For each target false positive probability between 1% and 20% and each bloom filter type, we measure the size (in bytes) of the encoded bloom filter and the observed false positive rate.
p | Zeebo size | Zeebo real_p | Willf size | Willf real_p | Steakknife size | Steakknife real_p | Custom size | Custom real_p |
---|---|---|---|---|---|---|---|---|
0.01 | 9437456 | 0.01 | 1198160 | 0.01 | 1198264 | 0.01 | 1250012 | 0.01 |
0.02 | 8913247 | 0.02 | 1017824 | 0.02 | 1017920 | 0.02 | 1125012 | 0.01 |
0.03 | 8913247 | 0.02 | 912336 | 0.03 | 912432 | 0.03 | 1000012 | 0.02 |
0.04 | 8389038 | 0.03 | 837488 | 0.04 | 837576 | 0.03 | 875012 | 0.03 |
0.05 | 8389038 | 0.03 | 779432 | 0.04 | 779520 | 0.04 | 875012 | 0.03 |
0.06 | 8389038 | 0.03 | 732000 | 0.06 | 732088 | 0.05 | 750012 | 0.05 |
0.07 | 7864829 | 0.06 | 691888 | 0.06 | 691968 | 0.06 | 750012 | 0.05 |
0.08 | 7864829 | 0.06 | 657152 | 0.07 | 657232 | 0.07 | 750012 | 0.05 |
0.09 | 7864829 | 0.06 | 626504 | 0.08 | 626584 | 0.08 | 750012 | 0.05 |
0.10 | 7864829 | 0.06 | 599096 | 0.09 | 599176 | 0.09 | 625012 | 0.08 |
0.11 | 7864829 | 0.06 | 574296 | 0.10 | 574376 | 0.10 | 625012 | 0.08 |
0.12 | 7864829 | 0.06 | 551656 | 0.11 | 551736 | 0.11 | 625012 | 0.08 |
0.13 | 7340620 | 0.12 | 530832 | 0.11 | 530904 | 0.12 | 625012 | 0.08 |
0.14 | 7340620 | 0.12 | 511552 | 0.12 | 511624 | 0.13 | 625012 | 0.08 |
0.15 | 7340620 | 0.12 | 493600 | 0.14 | 493672 | 0.14 | 500012 | 0.16 |
0.16 | 7340620 | 0.12 | 476816 | 0.15 | 476888 | 0.15 | 500012 | 0.16 |
0.17 | 7340620 | 0.12 | 461040 | 0.15 | 461112 | 0.16 | 500012 | 0.16 |
0.18 | 7340620 | 0.12 | 446168 | 0.17 | 446240 | 0.17 | 500012 | 0.16 |
0.19 | 7340620 | 0.12 | 432104 | 0.18 | 432176 | 0.18 | 500012 | 0.16 |
0.20 | 7340620 | 0.12 | 418760 | 0.19 | 418832 | 0.19 | 500012 | 0.16 |
The benchmark code is available as a gist here.
An estimated number of elements must be provided when creating the bloom filter.

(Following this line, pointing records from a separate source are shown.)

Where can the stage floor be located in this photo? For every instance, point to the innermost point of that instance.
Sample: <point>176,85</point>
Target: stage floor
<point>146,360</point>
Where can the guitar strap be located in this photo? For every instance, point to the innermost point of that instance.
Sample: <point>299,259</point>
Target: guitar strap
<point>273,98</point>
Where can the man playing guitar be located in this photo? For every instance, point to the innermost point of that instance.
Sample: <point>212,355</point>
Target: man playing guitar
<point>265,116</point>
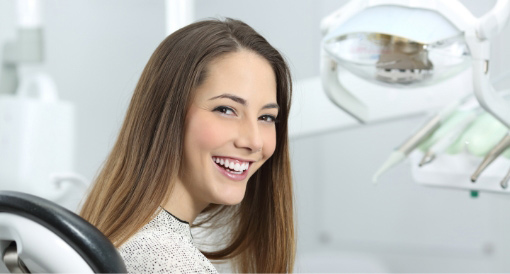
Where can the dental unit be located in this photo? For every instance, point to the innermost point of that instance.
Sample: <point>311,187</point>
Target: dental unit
<point>450,137</point>
<point>437,41</point>
<point>416,139</point>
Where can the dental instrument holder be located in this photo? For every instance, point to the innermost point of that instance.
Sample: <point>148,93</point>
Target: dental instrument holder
<point>37,141</point>
<point>477,33</point>
<point>447,170</point>
<point>453,170</point>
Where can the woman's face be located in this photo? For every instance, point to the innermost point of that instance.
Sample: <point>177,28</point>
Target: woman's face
<point>230,128</point>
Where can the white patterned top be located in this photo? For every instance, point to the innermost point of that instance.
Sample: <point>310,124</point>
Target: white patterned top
<point>164,245</point>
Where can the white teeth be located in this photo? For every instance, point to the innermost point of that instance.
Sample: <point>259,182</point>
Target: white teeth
<point>238,167</point>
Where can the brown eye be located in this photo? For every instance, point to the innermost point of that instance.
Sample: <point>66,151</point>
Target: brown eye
<point>268,118</point>
<point>225,110</point>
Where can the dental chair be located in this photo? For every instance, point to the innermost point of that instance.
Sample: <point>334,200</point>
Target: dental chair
<point>37,235</point>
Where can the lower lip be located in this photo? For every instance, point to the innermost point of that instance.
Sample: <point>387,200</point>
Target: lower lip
<point>235,177</point>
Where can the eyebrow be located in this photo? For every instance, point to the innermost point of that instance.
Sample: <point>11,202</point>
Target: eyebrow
<point>242,101</point>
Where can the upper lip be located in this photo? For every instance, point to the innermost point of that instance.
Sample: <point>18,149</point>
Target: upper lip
<point>236,158</point>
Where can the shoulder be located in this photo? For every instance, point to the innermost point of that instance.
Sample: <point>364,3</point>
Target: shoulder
<point>153,251</point>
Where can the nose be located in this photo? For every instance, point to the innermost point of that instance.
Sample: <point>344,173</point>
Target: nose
<point>249,137</point>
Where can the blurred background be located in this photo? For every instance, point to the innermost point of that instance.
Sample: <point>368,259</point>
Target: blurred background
<point>96,50</point>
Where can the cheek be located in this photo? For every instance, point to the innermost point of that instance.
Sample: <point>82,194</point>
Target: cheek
<point>203,133</point>
<point>269,143</point>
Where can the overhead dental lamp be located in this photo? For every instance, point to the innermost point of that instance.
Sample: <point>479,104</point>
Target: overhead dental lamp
<point>409,45</point>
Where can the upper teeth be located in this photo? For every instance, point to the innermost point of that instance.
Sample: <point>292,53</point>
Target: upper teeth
<point>235,165</point>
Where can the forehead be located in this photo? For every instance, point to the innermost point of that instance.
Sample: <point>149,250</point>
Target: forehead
<point>243,73</point>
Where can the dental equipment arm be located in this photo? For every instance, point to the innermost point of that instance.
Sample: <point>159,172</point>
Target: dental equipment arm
<point>491,156</point>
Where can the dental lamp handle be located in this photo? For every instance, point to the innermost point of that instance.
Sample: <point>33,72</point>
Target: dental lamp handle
<point>485,93</point>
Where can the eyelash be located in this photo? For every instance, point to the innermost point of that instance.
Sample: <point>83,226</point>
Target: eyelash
<point>224,109</point>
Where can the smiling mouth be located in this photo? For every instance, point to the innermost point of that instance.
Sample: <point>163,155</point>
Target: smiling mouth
<point>232,166</point>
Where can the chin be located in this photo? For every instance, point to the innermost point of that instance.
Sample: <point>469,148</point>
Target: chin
<point>231,196</point>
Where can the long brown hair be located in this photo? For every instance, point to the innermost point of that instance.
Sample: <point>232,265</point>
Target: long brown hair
<point>145,160</point>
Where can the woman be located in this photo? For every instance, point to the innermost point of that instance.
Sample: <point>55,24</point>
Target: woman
<point>204,141</point>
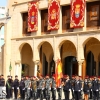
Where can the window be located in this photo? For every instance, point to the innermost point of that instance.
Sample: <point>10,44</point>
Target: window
<point>44,21</point>
<point>66,19</point>
<point>25,24</point>
<point>94,12</point>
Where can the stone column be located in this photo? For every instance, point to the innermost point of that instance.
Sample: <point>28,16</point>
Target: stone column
<point>97,67</point>
<point>18,69</point>
<point>36,67</point>
<point>80,68</point>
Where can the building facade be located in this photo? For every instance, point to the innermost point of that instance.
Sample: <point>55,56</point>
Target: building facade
<point>31,53</point>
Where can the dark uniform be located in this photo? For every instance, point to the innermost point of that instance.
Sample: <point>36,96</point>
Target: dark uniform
<point>67,88</point>
<point>8,88</point>
<point>53,88</point>
<point>41,86</point>
<point>22,88</point>
<point>34,88</point>
<point>16,86</point>
<point>95,88</point>
<point>77,88</point>
<point>48,87</point>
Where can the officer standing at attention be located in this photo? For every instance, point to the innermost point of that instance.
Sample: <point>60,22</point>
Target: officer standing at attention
<point>27,88</point>
<point>48,87</point>
<point>22,88</point>
<point>16,86</point>
<point>95,88</point>
<point>77,88</point>
<point>53,87</point>
<point>2,80</point>
<point>8,87</point>
<point>67,87</point>
<point>41,86</point>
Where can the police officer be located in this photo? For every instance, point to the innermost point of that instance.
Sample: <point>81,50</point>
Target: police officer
<point>77,88</point>
<point>48,87</point>
<point>67,87</point>
<point>16,86</point>
<point>2,81</point>
<point>27,87</point>
<point>8,87</point>
<point>34,87</point>
<point>53,87</point>
<point>41,86</point>
<point>22,88</point>
<point>95,88</point>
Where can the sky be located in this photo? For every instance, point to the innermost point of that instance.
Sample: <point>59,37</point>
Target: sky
<point>3,2</point>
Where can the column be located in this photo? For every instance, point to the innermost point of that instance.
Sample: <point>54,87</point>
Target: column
<point>97,67</point>
<point>18,69</point>
<point>80,68</point>
<point>36,67</point>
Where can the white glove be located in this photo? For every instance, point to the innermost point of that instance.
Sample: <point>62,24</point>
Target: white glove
<point>17,87</point>
<point>29,88</point>
<point>12,87</point>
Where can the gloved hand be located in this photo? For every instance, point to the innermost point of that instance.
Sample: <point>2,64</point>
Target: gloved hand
<point>17,87</point>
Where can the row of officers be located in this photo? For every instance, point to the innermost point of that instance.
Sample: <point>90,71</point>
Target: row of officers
<point>43,87</point>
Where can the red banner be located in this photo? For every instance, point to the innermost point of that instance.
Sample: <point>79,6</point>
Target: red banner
<point>58,72</point>
<point>32,16</point>
<point>53,14</point>
<point>77,13</point>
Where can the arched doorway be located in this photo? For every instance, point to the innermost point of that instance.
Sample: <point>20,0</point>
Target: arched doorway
<point>47,65</point>
<point>90,65</point>
<point>27,60</point>
<point>91,53</point>
<point>68,57</point>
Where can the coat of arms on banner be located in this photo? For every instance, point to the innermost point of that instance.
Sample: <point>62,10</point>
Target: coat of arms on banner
<point>77,13</point>
<point>32,16</point>
<point>53,14</point>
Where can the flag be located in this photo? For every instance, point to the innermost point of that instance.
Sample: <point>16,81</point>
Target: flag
<point>33,16</point>
<point>77,13</point>
<point>10,67</point>
<point>53,14</point>
<point>58,73</point>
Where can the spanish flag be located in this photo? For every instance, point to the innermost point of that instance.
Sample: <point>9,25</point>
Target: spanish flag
<point>58,72</point>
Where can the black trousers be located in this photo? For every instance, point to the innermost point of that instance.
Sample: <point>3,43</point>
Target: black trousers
<point>66,92</point>
<point>77,95</point>
<point>53,94</point>
<point>96,95</point>
<point>22,93</point>
<point>15,92</point>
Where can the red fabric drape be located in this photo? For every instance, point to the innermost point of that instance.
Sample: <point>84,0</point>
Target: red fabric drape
<point>32,16</point>
<point>53,14</point>
<point>77,13</point>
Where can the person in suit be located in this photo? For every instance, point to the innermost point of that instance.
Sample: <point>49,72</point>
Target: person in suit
<point>67,87</point>
<point>95,88</point>
<point>77,88</point>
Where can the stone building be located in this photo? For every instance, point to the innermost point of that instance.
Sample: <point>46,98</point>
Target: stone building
<point>29,53</point>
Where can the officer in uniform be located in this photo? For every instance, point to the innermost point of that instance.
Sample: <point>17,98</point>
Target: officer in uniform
<point>48,87</point>
<point>41,86</point>
<point>53,87</point>
<point>2,81</point>
<point>77,88</point>
<point>95,88</point>
<point>16,86</point>
<point>34,87</point>
<point>27,88</point>
<point>8,87</point>
<point>22,88</point>
<point>67,87</point>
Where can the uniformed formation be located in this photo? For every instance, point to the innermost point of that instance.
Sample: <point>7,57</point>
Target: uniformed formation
<point>45,88</point>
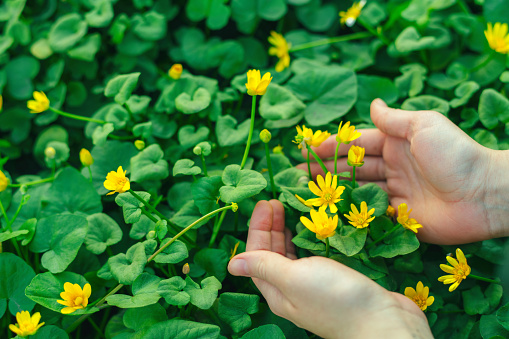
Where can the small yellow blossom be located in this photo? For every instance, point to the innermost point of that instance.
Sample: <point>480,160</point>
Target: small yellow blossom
<point>420,296</point>
<point>117,181</point>
<point>306,136</point>
<point>74,297</point>
<point>86,158</point>
<point>497,37</point>
<point>4,182</point>
<point>280,49</point>
<point>40,104</point>
<point>347,133</point>
<point>457,272</point>
<point>360,219</point>
<point>327,191</point>
<point>27,325</point>
<point>405,220</point>
<point>350,16</point>
<point>390,211</point>
<point>175,71</point>
<point>256,85</point>
<point>356,156</point>
<point>323,225</point>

We decide to use the last known piece count (obtained through the last iteration) as the number of elements for the creation of the new bloom filter.
If the difference of number of elements between the last iteration and the current iteration is too high (inducing a high false positive rate), we don't send the bloom filter to the storage node.